Customer Intelligence & Segmentation Platform
A full-stack analytics application turning 8.5M+ transactions into automated marketing intelligence.
The Strategic Problem
The Context
"The business struggled to operationalize segmentation. Static dashboarding wasn't enough; marketers needed the ability to spin up clustering models dynamically without waiting for Data Science."
Marketing teams were dependent on data requests for every campaign. We needed an in-memory analytics engine that could perform live K-Means clustering and Market Basket Analysis without exposing code.
- The Trade-off Map: Constrained by operational overhead, meaning pure theoretical accuracy was less important than practical reliability.
- Constraint 01: Non-Technical End Users: The UI had to completely abstract away algorithm tuning, evaluating Silhouette Scores strictly behind the scenes.

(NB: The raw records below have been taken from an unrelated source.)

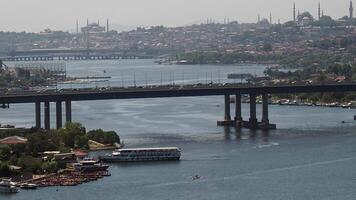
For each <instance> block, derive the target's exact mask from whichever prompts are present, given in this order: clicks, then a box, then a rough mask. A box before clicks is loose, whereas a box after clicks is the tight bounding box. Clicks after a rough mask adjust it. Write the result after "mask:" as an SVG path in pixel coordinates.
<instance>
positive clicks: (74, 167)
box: [73, 158, 109, 172]
mask: <svg viewBox="0 0 356 200" xmlns="http://www.w3.org/2000/svg"><path fill="white" fill-rule="evenodd" d="M73 166H74V168H75V170H77V171H80V172H96V171H106V170H107V169H108V168H109V166H108V165H105V164H103V163H99V162H98V161H97V160H94V159H91V158H85V159H84V160H82V161H79V162H78V163H75V164H74V165H73Z"/></svg>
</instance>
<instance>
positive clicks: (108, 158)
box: [100, 147, 181, 162]
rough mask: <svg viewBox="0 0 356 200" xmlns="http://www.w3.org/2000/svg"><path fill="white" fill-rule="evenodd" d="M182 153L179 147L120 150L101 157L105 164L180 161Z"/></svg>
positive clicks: (101, 158)
mask: <svg viewBox="0 0 356 200" xmlns="http://www.w3.org/2000/svg"><path fill="white" fill-rule="evenodd" d="M180 156H181V151H180V150H179V148H177V147H165V148H136V149H118V150H115V151H113V152H112V153H111V154H109V155H105V156H103V157H100V160H101V161H104V162H143V161H174V160H179V159H180Z"/></svg>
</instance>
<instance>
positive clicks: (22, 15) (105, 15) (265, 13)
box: [0, 0, 349, 32]
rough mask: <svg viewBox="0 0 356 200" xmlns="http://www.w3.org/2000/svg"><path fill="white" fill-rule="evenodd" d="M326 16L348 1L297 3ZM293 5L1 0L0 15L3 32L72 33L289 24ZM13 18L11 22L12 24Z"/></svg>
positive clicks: (155, 1) (97, 1)
mask: <svg viewBox="0 0 356 200" xmlns="http://www.w3.org/2000/svg"><path fill="white" fill-rule="evenodd" d="M319 2H320V3H321V5H322V9H323V10H324V14H325V15H330V16H331V17H333V18H340V17H342V16H345V15H347V13H348V5H349V1H348V0H338V1H335V0H322V1H320V0H296V1H295V3H296V6H297V9H299V10H300V11H301V12H302V11H306V10H307V11H310V12H311V13H312V14H313V15H314V16H316V15H317V6H318V3H319ZM292 4H293V0H268V1H264V0H249V1H246V0H219V1H217V0H194V1H191V0H179V1H178V0H154V1H143V0H131V1H124V0H104V1H92V0H90V1H87V0H75V1H70V0H62V1H44V0H27V1H20V0H3V2H2V11H1V12H0V29H1V30H2V31H26V32H39V31H41V30H44V29H45V28H50V29H54V30H65V31H67V30H74V29H75V21H76V20H77V19H78V20H79V23H80V25H84V24H85V23H86V19H87V18H89V20H91V21H97V20H101V21H102V23H103V24H104V23H105V20H106V19H107V18H109V19H110V22H111V23H112V24H117V25H118V24H120V25H129V26H137V25H140V26H151V25H165V26H182V25H188V24H193V23H200V22H204V21H205V20H206V19H207V18H212V19H215V20H217V21H220V22H222V21H223V20H224V18H226V19H229V20H238V21H239V22H256V21H257V15H258V14H260V15H261V17H265V18H269V14H270V13H272V16H273V19H274V21H275V22H277V21H278V19H280V20H281V22H286V21H289V20H291V19H292ZM10 19H11V20H10Z"/></svg>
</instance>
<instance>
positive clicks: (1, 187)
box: [0, 179, 19, 193]
mask: <svg viewBox="0 0 356 200" xmlns="http://www.w3.org/2000/svg"><path fill="white" fill-rule="evenodd" d="M18 191H19V189H18V188H17V187H16V186H15V184H14V183H13V182H11V181H10V180H8V179H3V180H2V181H0V193H17V192H18Z"/></svg>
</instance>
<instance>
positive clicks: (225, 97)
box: [224, 95, 231, 121]
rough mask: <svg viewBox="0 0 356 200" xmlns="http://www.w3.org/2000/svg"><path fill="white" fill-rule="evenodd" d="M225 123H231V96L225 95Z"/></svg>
mask: <svg viewBox="0 0 356 200" xmlns="http://www.w3.org/2000/svg"><path fill="white" fill-rule="evenodd" d="M224 119H225V121H231V114H230V95H225V118H224Z"/></svg>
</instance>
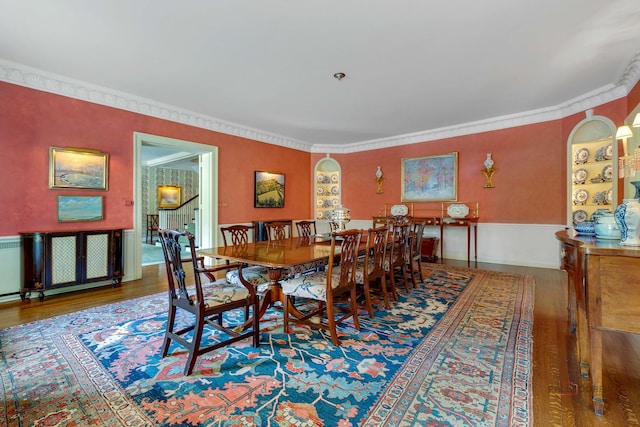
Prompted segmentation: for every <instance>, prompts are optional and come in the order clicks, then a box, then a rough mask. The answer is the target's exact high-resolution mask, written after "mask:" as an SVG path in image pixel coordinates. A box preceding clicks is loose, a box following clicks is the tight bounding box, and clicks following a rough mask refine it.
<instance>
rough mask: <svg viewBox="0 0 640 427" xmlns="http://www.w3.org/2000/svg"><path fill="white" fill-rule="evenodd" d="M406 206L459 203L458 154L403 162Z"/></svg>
mask: <svg viewBox="0 0 640 427" xmlns="http://www.w3.org/2000/svg"><path fill="white" fill-rule="evenodd" d="M401 174H402V188H401V191H402V192H401V195H402V197H401V200H402V201H403V202H435V201H454V200H457V199H458V153H448V154H441V155H436V156H426V157H416V158H412V159H402V160H401Z"/></svg>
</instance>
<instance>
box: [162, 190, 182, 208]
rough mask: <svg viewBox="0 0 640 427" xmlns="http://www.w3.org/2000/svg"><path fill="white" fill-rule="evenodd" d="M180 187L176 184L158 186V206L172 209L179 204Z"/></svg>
mask: <svg viewBox="0 0 640 427" xmlns="http://www.w3.org/2000/svg"><path fill="white" fill-rule="evenodd" d="M180 190H181V189H180V187H178V186H177V185H159V186H158V208H160V209H174V208H177V207H179V206H180V196H181V195H180Z"/></svg>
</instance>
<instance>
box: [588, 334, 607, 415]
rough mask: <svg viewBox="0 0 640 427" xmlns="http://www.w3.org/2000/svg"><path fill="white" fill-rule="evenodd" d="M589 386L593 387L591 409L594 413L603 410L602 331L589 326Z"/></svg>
mask: <svg viewBox="0 0 640 427" xmlns="http://www.w3.org/2000/svg"><path fill="white" fill-rule="evenodd" d="M590 368H591V386H592V387H593V411H594V412H595V414H596V415H602V414H603V412H604V399H603V398H602V332H601V331H599V330H598V329H595V328H591V366H590Z"/></svg>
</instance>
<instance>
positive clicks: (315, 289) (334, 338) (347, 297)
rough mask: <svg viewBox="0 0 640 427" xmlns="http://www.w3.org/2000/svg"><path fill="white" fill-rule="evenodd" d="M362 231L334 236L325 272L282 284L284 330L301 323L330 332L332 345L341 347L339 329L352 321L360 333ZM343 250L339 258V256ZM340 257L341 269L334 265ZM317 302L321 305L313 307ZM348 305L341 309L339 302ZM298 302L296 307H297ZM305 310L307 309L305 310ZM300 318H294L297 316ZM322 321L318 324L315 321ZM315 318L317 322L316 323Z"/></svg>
mask: <svg viewBox="0 0 640 427" xmlns="http://www.w3.org/2000/svg"><path fill="white" fill-rule="evenodd" d="M361 238H362V230H345V231H342V232H339V233H333V234H332V235H331V246H330V248H331V249H330V251H329V263H328V265H327V269H326V270H325V271H318V272H314V273H310V274H306V275H302V276H300V277H296V278H289V279H288V280H284V281H283V282H282V292H283V293H284V295H285V303H284V330H285V332H287V333H288V332H289V322H294V323H301V324H304V325H307V326H310V327H313V328H320V329H323V330H328V331H329V333H330V334H331V342H332V343H333V345H335V346H339V345H340V341H339V340H338V331H337V327H336V325H337V324H338V323H341V322H343V321H344V320H346V319H348V318H349V317H352V318H353V324H354V326H355V327H356V329H357V330H360V322H359V321H358V305H357V301H356V280H355V276H356V262H357V259H358V250H359V246H360V240H361ZM337 249H339V250H340V252H339V254H338V253H336V251H337ZM338 256H339V257H340V268H334V266H333V264H334V261H335V260H336V259H337V257H338ZM309 300H315V301H317V302H318V304H310V303H309ZM345 300H347V301H348V304H344V305H337V304H336V303H337V302H341V301H345ZM296 302H298V304H297V305H296V306H294V303H296ZM303 306H304V307H303ZM294 313H295V314H296V316H295V317H294V316H293V314H294ZM318 317H319V318H320V321H318V322H316V321H315V318H318ZM312 318H314V319H313V320H312Z"/></svg>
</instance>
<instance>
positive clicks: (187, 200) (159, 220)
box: [158, 195, 199, 230]
mask: <svg viewBox="0 0 640 427" xmlns="http://www.w3.org/2000/svg"><path fill="white" fill-rule="evenodd" d="M198 207H199V204H198V196H197V195H196V196H193V197H192V198H190V199H189V200H187V201H186V202H184V203H183V204H181V205H180V206H178V207H177V208H173V209H159V210H158V215H159V217H158V220H159V221H158V222H159V226H160V228H165V229H166V228H168V229H171V230H184V229H185V228H186V226H187V225H188V224H191V223H194V222H196V210H198Z"/></svg>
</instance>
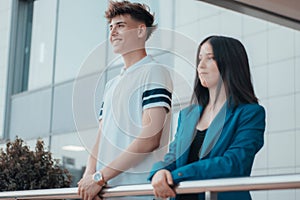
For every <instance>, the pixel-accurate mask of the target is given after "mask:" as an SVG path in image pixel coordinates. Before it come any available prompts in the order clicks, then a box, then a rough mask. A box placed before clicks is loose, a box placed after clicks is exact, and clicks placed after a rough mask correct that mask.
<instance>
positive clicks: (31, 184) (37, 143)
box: [0, 138, 71, 192]
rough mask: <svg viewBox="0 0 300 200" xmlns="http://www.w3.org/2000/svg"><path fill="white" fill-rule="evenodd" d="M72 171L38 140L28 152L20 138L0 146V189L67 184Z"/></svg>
mask: <svg viewBox="0 0 300 200" xmlns="http://www.w3.org/2000/svg"><path fill="white" fill-rule="evenodd" d="M70 184H71V174H70V173H69V172H68V170H67V169H63V168H62V167H61V166H60V165H59V160H56V159H53V158H52V156H51V153H50V152H49V151H46V150H45V149H44V142H43V141H42V140H37V142H36V147H35V151H30V149H29V147H28V146H27V145H25V144H24V141H23V140H22V139H20V138H16V140H15V141H14V142H8V143H7V144H6V151H4V150H3V149H0V192H1V191H16V190H33V189H49V188H63V187H70Z"/></svg>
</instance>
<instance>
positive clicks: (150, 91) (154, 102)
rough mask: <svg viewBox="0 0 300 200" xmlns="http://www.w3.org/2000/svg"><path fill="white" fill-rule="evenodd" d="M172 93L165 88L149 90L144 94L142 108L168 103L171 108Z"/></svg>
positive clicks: (160, 88) (144, 92)
mask: <svg viewBox="0 0 300 200" xmlns="http://www.w3.org/2000/svg"><path fill="white" fill-rule="evenodd" d="M171 100H172V93H171V92H169V91H168V90H167V89H165V88H155V89H151V90H147V91H145V92H144V93H143V103H142V106H143V107H144V106H145V105H148V104H152V103H159V102H162V103H166V104H168V105H169V107H171V104H172V102H171Z"/></svg>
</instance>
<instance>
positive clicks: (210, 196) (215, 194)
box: [205, 191, 218, 200]
mask: <svg viewBox="0 0 300 200" xmlns="http://www.w3.org/2000/svg"><path fill="white" fill-rule="evenodd" d="M205 200H218V193H217V192H211V191H206V192H205Z"/></svg>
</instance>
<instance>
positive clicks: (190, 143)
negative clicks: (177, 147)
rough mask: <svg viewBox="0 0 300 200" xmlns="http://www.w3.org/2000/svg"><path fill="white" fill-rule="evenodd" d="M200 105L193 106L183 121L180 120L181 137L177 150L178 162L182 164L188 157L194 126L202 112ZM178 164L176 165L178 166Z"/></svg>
mask: <svg viewBox="0 0 300 200" xmlns="http://www.w3.org/2000/svg"><path fill="white" fill-rule="evenodd" d="M202 110H203V109H202V107H201V106H195V107H194V108H193V109H192V110H191V111H190V112H189V113H188V115H187V116H186V117H185V119H184V121H183V122H182V124H181V126H182V129H181V131H182V138H181V142H180V146H179V148H180V150H179V151H178V152H179V154H180V155H178V157H179V159H178V164H179V166H180V165H183V164H185V163H186V161H187V159H188V153H189V152H188V151H187V150H188V149H189V148H190V146H191V143H192V141H193V137H194V133H195V127H196V125H197V123H198V120H199V116H200V114H201V112H202ZM179 166H178V167H179Z"/></svg>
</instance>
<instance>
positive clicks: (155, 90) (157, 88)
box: [143, 88, 172, 99]
mask: <svg viewBox="0 0 300 200" xmlns="http://www.w3.org/2000/svg"><path fill="white" fill-rule="evenodd" d="M159 94H164V95H167V96H168V97H169V98H170V99H172V94H171V92H169V91H168V90H167V89H165V88H156V89H152V90H146V91H145V92H144V93H143V99H144V98H146V97H149V96H151V95H159Z"/></svg>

- Constraint 02: CPU-Aware Processing: Interactive Streamlit apps choke on big data. We had to push heavy aggregations down to ClickHouse and keep only ML arrays in memory.
The Diamond Centerpiece
Technical Rationale
Core Approach
Built a stateful Streamlit application wrapping Scikit-learn and Apriori modeling, tapping directly into ClickHouse to aggregate millions of receipts on the fly.
Outcome
Provided an interactive A/B testing simulator and ABC-XYZ product matrix, shifting the business from reactive reporting to proactive strategy.
Engine
ClickHouse columnar database for instantly aggregating 8.5M+ retail interactions.
Modeling
Scikit-learn K-Means (RFM) and Apriori (Market Basket) rule mining.
Quantitative Validation
Cohort Automation: Replaces multi-day SQL ad-hoc requests with instant UI-driven segment discovery.
Bundle Optimization: Identifies specific cross-selling pairs (Support & Lift) across 70K+ SKUs dynamically.
Strategic Matrix: Extends customer analysis into product assessment via a real-time ABC-XYZ matrix.
Delivery & Reflections
Automated Model Selection: The system auto-evaluates K-Means/MiniBatch against Silhouette Scores and serves the winning configuration to the dashboard without user intervention.
In-Memory State Management: Engineered robust Streamlit caching and session keys to persist complex filtering logic across multiple application pages.
Business-Driven Output: Moving beyond 'clustering novelty' to build a dedicated A/B testing simulator that projects actual revenue impact.